Tuesday, 6 October 2009

Why Obama's health care reforms are mere tokenism

On Friday, CNN reported that the Senate Finance Committee "finished its work [on the public health care bill] at 2:18 a.m. and plans to vote next week, after the bill's final language has been made public and the Congressional Budget Office has provided final cost figures." The version of the Bill that emerged from the committee, the Baucus Plan, "would not create a government program to provide health insurance to all Americans." However, Barack Obama has said that he is "confident" that he "will get reform passed this year."

On Tuesday, the broadcaster told how many doctors - including Obama's personal physician - "desire to see the nation adopt a single-payer system like the ones in Canada and Europe," and have "argue[d that] the president's plan doesn't go far enough." Obama has responded that he would support this notion if he were "designing a system from scratch," but that "the concept is not practical in the United States."

In reality, it is only impractical because of the fierce opposition it faces from hard line "free"-marketeers and social conservatives, who have drummed up irrational fears to justify their opposition to health coverage for the poor. Hence, we have Sarah Palin's reactionary comments about "death panels," and the utterly idiotic claim from Investor's Business Daily that "people such as [British-born, NHS-treated] scientist Stephen Hawking wouldn't have a chance in the U.K., where the National Health Service would say the life of this brilliant man, because of his physical handicaps, is essentially worthless." I very quickly decimated these myths back in August, but it would seem that even Obama remains in thrall to them.

Despite "castigating political opponents for spreading distortions about his plan," he remains quick to insist that "doctors wouldn't support a reform agenda if they believed it would lead to government interference in the doctor-patient relationship." His support for the "tireless efforts" of the Senate Financial Committee in drafting the Baucus Plan are also telling.

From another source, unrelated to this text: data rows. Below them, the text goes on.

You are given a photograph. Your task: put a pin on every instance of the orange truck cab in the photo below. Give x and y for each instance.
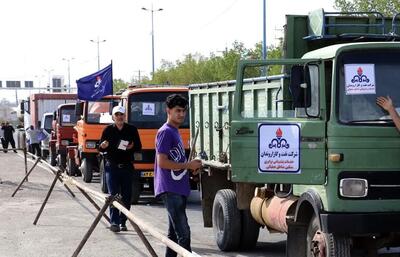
(64, 120)
(145, 107)
(94, 117)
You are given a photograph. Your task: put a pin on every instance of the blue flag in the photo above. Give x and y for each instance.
(96, 85)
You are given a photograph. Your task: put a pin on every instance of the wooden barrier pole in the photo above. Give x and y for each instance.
(108, 202)
(25, 178)
(165, 240)
(47, 197)
(94, 203)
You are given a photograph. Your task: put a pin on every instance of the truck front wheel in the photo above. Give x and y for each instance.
(73, 169)
(53, 157)
(226, 220)
(320, 244)
(87, 170)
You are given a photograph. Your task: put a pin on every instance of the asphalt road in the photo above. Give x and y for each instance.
(65, 220)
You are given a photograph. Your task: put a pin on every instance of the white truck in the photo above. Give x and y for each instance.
(36, 105)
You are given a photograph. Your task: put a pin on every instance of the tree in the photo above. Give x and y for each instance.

In their final white paper, Call to Action: Health Reform 2009, the committee declared its commitment to "meaningful health reform legislation that achieves coverage for every American while also addressing the underlying problems in our health system." However, within the paper, they propose $377 billion in cuts to Medicare, $200 billion of which would be cut by lowering payments to hospitals, nursing homes and other providers, $113 billion in cuts to the Medicare Advantage (MA) programs that provide health care to over 10 million elderly people, and the rationing of care through "comparative effectiveness research" (CER). This would, among other things, create an Independent Medicare Commission "that would develop and submit proposals to Congress aimed at extending the solvency of Medicare, slowing Medicare cost-growth, and improving the quality of care delivered to Medicare beneficiaries" by reducing "excess cost growth" in line with the consumer Price Index (CPI). As such, it is the old private enterprise trick of "improving quality" through cuts to services.

Also of importance is the fact that, like all prior proposals, the Baucus plan would make the purchase of insurance mandatory. Though there are exemptions, such as for those who cannot find coverage for less than 8% of their income, such a plan is not akin to the National Insurance system in the UK, but rather a legal enforcement of private profits for insurance companies.

One positive is that, whilst not mandatory, the bill does allow for individual states to set up their own public health option. However, rather than basing payments on Medicare reimbursement rates, states would have to negotiate costs directly with private providers, and would be funded by tax credits that would have gone to individuals.

Likewise, the restrictions on insurers denying coverage due to preexisting conditions (a particularly acute controversy in the United states) are full of loopholes. As the Washington Post reports;
If insurers are prohibited from openly rejecting people with preexisting conditions, they could try to cherry-pick through more subtle means. For example, offering free health club memberships tends to attract people who can use the equipment, says Paul Precht, director of policy at the Medicare Rights Center.
Being uncooperative on insurance claims can chase away the chronically ill. For people who have few medical bills, it is less of a factor, said Karen Pollitz, research professor at the Georgetown University Health Policy Institute.
And to avoid patients with costly, complicated medical conditions, health plans could include in their networks relatively few doctors who specialize in treating those conditions, said Mark V. Pauly, professor of health-care management at the University of Pennsylvania's Wharton School.
By itself, a ban on discrimination would not eliminate the economic pressure to discriminate.
"It would probably increase the incentive for cherry-picking," Pauly said. "I'm strongly motivated to try to avoid you if I'm not allowed to charge you extra."
What the bill offers, then, is a sop towards social democracy. Dressed up in fancy rhetoric, the Baucus Plan claims to offer Americans the health care system they so desperately need in a country where roughly 18,000 people die per year simply through lack of coverage. As with most of Barack Obama's initiatives for "change," though, the appearance is superficial, with only as much reform as the power-centric political spectrum will allow.

On camera, he has beaten back the privileged reactionaries demanding either the status quo or even less health provision for the poor. On the streets of America, he has silenced those whose very living conditions are a protest against the current system, producing a more liberal version of free-market health care only so that he need not face the demand for truly socialised medicine.